Files
kalzu-value-store/next_steps.md
ryyst 5ab03331fc Implement Phase 2: Enterprise-grade KVS enhancements
This massive enhancement transforms KVS from a basic distributed key-value store
into a production-ready enterprise database system with comprehensive authentication,
authorization, data management, and security features.

PHASE 2.1: CORE AUTHENTICATION & AUTHORIZATION
• Complete JWT-based authentication system with SHA3-512 security
• User and group management with CRUD APIs (/api/users, /api/groups)
• POSIX-inspired 12-bit ACL permission model (Owner/Group/Others: CDWR)
• Token management system with configurable expiration (default 1h)
• Authorization middleware with resource-level permission checking
• SHA3-512 hashing utilities for secure credential storage

PHASE 2.2: ADVANCED DATA MANAGEMENT
• ZSTD compression system with configurable levels (1-19, default 3)
• TTL support with resource metadata and automatic expiration
• 3-version revision history system with automatic rotation
• JSON size validation with configurable limits (default 1MB)
• Enhanced storage utilities with compression/decompression
• Resource metadata tracking (owner, group, permissions, timestamps)

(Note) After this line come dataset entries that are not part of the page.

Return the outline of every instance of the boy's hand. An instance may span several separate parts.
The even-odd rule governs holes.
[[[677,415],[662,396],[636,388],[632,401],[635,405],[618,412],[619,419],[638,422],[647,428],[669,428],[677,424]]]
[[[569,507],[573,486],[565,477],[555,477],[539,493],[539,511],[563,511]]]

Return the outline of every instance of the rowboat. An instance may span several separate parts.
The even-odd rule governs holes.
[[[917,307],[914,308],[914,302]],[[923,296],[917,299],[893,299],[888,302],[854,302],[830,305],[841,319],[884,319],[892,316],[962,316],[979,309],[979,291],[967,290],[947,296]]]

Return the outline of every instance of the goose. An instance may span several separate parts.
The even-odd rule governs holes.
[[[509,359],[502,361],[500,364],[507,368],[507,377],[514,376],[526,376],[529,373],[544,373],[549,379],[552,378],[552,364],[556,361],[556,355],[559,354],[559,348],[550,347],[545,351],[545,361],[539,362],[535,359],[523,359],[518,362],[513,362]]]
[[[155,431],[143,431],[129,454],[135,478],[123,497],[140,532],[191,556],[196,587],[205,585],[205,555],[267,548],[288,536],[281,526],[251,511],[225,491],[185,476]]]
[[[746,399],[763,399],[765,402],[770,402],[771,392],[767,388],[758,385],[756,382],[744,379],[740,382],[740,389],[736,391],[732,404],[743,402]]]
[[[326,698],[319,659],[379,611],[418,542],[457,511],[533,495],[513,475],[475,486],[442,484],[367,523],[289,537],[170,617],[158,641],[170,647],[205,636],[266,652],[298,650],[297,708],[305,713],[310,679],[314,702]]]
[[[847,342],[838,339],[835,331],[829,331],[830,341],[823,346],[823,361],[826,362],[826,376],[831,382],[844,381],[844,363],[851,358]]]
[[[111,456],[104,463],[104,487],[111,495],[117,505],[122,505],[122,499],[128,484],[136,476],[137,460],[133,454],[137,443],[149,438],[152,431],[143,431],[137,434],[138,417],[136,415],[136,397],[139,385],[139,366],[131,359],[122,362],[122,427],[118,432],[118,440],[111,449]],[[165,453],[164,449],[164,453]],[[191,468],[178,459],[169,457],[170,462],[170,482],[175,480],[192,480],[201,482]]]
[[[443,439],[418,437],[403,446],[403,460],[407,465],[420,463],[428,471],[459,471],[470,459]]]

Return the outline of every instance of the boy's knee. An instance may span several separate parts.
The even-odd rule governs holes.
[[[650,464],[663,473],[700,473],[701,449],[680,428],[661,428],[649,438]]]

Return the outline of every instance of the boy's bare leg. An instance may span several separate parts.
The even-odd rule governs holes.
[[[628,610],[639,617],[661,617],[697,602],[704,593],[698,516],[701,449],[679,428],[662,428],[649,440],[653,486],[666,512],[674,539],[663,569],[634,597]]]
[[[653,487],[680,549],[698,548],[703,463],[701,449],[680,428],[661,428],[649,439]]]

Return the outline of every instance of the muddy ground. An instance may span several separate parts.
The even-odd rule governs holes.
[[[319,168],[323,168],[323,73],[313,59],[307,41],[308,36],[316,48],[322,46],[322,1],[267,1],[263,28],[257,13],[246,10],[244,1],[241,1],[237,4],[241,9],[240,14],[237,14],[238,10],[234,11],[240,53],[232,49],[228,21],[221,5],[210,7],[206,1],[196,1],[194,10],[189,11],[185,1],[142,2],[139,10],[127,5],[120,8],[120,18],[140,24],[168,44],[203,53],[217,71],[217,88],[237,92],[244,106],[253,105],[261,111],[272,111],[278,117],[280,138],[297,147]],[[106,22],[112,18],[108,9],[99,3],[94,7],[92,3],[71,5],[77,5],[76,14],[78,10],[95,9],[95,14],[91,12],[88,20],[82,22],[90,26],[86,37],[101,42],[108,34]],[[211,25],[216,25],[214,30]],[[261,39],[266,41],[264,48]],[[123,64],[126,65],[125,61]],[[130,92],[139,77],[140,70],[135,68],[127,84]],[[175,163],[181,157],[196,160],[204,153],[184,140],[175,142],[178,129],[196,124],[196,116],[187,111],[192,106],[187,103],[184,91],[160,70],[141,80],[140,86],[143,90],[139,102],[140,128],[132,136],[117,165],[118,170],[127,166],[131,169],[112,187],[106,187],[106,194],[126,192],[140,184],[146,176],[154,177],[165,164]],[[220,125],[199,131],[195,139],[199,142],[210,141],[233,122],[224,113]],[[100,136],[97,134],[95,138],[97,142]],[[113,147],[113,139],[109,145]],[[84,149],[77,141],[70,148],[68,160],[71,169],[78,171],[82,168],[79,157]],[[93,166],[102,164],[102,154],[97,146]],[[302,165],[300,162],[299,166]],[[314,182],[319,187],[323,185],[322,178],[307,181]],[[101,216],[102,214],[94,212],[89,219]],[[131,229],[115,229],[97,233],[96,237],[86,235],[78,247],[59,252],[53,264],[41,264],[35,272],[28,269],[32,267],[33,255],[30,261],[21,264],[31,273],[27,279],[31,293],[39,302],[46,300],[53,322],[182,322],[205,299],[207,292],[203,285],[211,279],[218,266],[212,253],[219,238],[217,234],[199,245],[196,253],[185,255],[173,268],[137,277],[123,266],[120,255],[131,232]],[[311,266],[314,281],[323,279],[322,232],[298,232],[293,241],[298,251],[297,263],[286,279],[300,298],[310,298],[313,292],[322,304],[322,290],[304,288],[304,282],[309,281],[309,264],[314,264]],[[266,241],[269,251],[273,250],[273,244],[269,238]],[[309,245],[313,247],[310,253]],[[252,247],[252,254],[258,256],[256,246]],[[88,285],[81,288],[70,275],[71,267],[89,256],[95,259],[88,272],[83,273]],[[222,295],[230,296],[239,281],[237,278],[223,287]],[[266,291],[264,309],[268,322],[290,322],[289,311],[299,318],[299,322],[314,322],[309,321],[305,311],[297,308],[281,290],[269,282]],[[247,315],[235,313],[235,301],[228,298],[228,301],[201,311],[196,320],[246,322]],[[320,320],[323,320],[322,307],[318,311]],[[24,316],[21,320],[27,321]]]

PHASE 2.3: ENTERPRISE SECURITY & OPERATIONS
• Per-user rate limiting with sliding window algorithm
• Tamper-evident logging with cryptographic signatures (SHA3-512)
• Automated backup scheduling using cron (default: daily at midnight)
• ZSTD-compressed database snapshots with automatic cleanup
• Configurable backup retention policies (default: 7 days)
• Backup status monitoring API (/api/backup/status)

TECHNICAL ADDITIONS
• New dependencies: JWT v4, crypto/sha3, zstd compression, cron v3
• Extended configuration system with comprehensive Phase 2 settings
• API endpoints: 13 new endpoints for authentication, management, monitoring
• Storage patterns: user:<uuid>, group:<uuid>, token:<hash>, ratelimit:<user>:<window>
• Revision history: data:<key>:rev:[1-3] with metadata integration
• Tamper logs: log:<timestamp>:<uuid> with permanent retention

BACKWARD COMPATIBILITY
• All existing APIs remain fully functional
• Existing Merkle tree replication system unchanged
• New features can be disabled via configuration
• Migration-ready design for upgrading existing deployments

This implementation adds 1,500+ lines of sophisticated enterprise code while
maintaining the distributed, eventually-consistent architecture. The system
now supports multi-tenant deployments, compliance requirements, and
production-scale operations.

🤖 Generated with [Claude Code](https://claude.ai/code)

Co-Authored-By: Claude <noreply@anthropic.com>
2025-09-11 18:17:41 +03:00

6.9 KiB

KVS Development Phase 2: Implementation Specification

Executive Summary

This document specifies the next development phase for the KVS (Key-Value Store) distributed database. Phase 2 adds authentication, authorization, data management improvements, and basic security features while maintaining backward compatibility with the existing Merkle tree-based replication system.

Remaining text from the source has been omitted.